Tough times ahead for South Yorkshire police warns chief constable

SOUTH Yorkshire’s top police officer has admitted that hopes of maintaining currently policing levels would be “unrealistic” in the face of huge Government spending cuts.

In a report to be presented to police authority members today, Chief Constable Med Hughes says that the force would see “radical changes” in the next few years.

He said that the force will lose around 1,100 staff over four years but insisted that the priority would remain providing efficient response times.

According to Mr Hughes’s report, the “challenges” include maintaining “unprecedented” levels of crime reduction and the potential for social unrest and disorder.

Mr Hughes said that the force would still be a “balanced force providing the full range of policing services to the people of South Yorkshire, worthy of their confidence and delivering their priorities.”

One of the main areas to see staff reductions is neighbourhood policing, while staff in educational establishments and working with community partners will also be cut.

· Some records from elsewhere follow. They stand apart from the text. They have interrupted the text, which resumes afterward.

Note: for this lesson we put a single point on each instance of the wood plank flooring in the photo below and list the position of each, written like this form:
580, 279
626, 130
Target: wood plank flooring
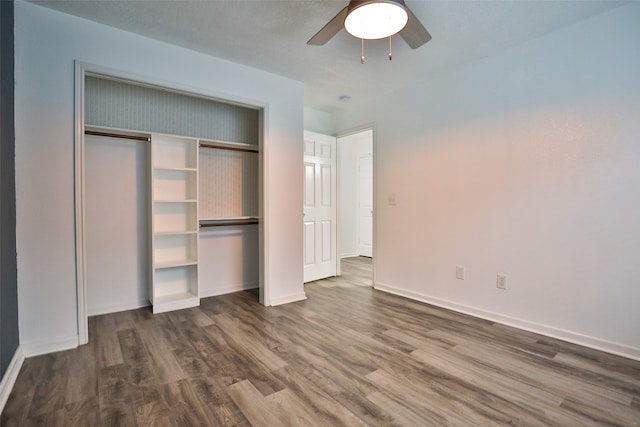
347, 356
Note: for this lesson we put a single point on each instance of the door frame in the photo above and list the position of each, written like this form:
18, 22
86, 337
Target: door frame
82, 70
359, 129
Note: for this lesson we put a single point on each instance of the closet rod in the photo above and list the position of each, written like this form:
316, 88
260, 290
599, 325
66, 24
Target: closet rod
117, 135
226, 224
229, 147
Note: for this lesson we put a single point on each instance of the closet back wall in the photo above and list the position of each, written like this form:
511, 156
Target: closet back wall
47, 44
117, 191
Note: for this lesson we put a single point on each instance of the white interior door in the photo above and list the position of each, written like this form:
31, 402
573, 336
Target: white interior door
365, 204
319, 225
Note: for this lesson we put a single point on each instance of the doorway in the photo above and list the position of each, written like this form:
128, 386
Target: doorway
356, 206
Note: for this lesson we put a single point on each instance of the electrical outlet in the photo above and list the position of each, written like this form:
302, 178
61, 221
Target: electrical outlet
501, 282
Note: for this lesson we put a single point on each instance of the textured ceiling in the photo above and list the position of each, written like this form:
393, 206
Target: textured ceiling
272, 35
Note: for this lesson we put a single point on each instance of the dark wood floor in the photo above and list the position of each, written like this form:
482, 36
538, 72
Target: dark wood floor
348, 355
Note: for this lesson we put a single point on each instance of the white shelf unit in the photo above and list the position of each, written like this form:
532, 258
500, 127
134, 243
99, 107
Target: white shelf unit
174, 223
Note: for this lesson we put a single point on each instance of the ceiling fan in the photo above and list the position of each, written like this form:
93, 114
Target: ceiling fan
375, 19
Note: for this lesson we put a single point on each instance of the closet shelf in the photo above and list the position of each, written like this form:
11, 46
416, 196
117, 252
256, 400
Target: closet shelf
233, 146
170, 169
176, 263
228, 222
175, 233
175, 201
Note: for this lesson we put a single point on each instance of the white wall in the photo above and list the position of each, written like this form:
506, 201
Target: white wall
318, 121
525, 163
47, 43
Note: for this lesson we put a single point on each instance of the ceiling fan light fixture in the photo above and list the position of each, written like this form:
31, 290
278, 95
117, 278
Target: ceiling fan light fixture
375, 19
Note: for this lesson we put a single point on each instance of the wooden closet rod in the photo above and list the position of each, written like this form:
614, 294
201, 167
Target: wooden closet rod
226, 224
117, 135
229, 147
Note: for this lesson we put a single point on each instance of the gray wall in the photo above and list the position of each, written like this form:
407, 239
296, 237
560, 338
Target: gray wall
8, 274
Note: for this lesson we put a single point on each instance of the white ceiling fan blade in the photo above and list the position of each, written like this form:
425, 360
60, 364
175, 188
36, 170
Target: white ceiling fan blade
331, 29
414, 32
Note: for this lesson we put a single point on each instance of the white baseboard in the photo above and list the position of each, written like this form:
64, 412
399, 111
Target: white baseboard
550, 331
37, 348
287, 299
106, 309
10, 376
206, 293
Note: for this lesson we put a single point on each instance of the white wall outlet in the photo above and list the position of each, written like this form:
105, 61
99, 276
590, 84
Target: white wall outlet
501, 282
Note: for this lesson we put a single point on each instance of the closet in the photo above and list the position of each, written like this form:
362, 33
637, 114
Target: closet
200, 232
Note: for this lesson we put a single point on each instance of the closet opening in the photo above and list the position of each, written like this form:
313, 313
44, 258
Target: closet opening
169, 203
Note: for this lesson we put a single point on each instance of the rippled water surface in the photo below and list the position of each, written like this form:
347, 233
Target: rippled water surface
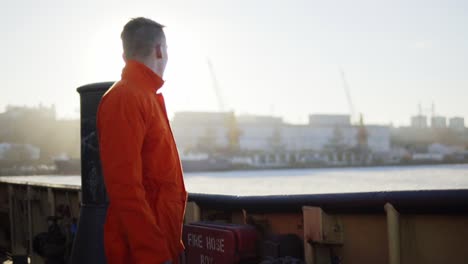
305, 181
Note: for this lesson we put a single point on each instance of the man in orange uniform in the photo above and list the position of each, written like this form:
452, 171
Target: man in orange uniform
141, 166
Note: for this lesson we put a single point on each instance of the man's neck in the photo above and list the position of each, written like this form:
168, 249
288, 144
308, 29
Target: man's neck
154, 66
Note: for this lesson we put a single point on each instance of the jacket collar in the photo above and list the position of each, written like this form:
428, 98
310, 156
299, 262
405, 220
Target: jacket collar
139, 72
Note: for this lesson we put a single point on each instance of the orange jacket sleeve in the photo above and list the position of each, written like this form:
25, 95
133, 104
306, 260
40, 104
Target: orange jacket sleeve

A reduction in back office support would also put an “increased burden” on frontline officers.

One way the authority hopes to bump up efficiency is through new technology.

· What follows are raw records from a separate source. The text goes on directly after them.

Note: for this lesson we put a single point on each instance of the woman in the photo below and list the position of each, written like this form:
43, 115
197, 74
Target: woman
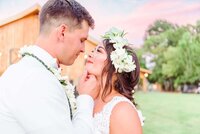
116, 67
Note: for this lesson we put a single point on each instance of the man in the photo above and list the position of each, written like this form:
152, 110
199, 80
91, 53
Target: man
32, 100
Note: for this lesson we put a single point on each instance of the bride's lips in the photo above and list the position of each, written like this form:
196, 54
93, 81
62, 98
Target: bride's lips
89, 61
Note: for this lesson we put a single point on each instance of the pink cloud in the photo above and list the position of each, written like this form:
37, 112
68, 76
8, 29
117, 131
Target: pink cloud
137, 21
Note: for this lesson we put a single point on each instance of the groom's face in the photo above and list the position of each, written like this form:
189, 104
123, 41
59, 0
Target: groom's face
73, 44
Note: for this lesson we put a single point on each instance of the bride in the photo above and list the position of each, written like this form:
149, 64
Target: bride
116, 67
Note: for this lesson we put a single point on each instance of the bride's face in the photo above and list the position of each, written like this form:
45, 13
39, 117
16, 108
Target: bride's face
96, 60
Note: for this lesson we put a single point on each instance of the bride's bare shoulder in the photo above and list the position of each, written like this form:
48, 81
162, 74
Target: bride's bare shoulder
124, 119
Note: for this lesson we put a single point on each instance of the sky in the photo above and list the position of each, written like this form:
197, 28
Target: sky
132, 16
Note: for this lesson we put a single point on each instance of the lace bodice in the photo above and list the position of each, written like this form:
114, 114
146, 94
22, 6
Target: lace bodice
102, 119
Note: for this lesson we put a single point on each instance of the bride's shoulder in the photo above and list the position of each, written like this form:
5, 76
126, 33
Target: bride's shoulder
124, 116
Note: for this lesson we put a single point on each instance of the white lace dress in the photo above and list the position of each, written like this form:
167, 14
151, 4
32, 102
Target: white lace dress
102, 119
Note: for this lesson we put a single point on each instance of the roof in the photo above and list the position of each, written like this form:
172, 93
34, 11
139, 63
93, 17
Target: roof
32, 10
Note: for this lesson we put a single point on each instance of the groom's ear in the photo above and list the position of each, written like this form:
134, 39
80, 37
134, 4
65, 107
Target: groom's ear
61, 31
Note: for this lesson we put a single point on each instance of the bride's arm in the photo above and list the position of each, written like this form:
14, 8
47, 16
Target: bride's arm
124, 120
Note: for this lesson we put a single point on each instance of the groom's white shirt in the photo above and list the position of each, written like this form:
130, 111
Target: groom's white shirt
32, 101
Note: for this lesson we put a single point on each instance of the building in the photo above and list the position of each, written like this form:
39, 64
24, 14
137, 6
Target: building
23, 29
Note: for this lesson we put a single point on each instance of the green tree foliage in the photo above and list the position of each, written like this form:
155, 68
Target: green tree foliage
177, 52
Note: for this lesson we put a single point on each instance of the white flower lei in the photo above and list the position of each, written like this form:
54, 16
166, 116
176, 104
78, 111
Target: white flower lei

By 2012, nearly 3,000 officers will be trained in how to access mobile information —— 1,000 more than are already up to speed.

As well as internal cuts, the report outlines possible external effects to policing including local authorities reducing their Youth Service budgets, which Mr Hughes said, could cause a rise in youth crime levels.

Increased unemployment is also identified as a possible cause of increased trouble..

Mr Hughes adds in his report: “There is a likelihood that we will see an increased number of demonstrations in the years ahead as the levels and the impact of the cuts are more keenly felt.

“The policing of those demonstrations, even when peaceful, can be very resource intensive and will abstract away from their duties.”

Mr Hughes said the force had a good record in hitting goals but that keeping it up would be difficult.

“We have delivered every one of our crime targets and done so for the past few years,”

But he warns: “The problem will be maintaining that.”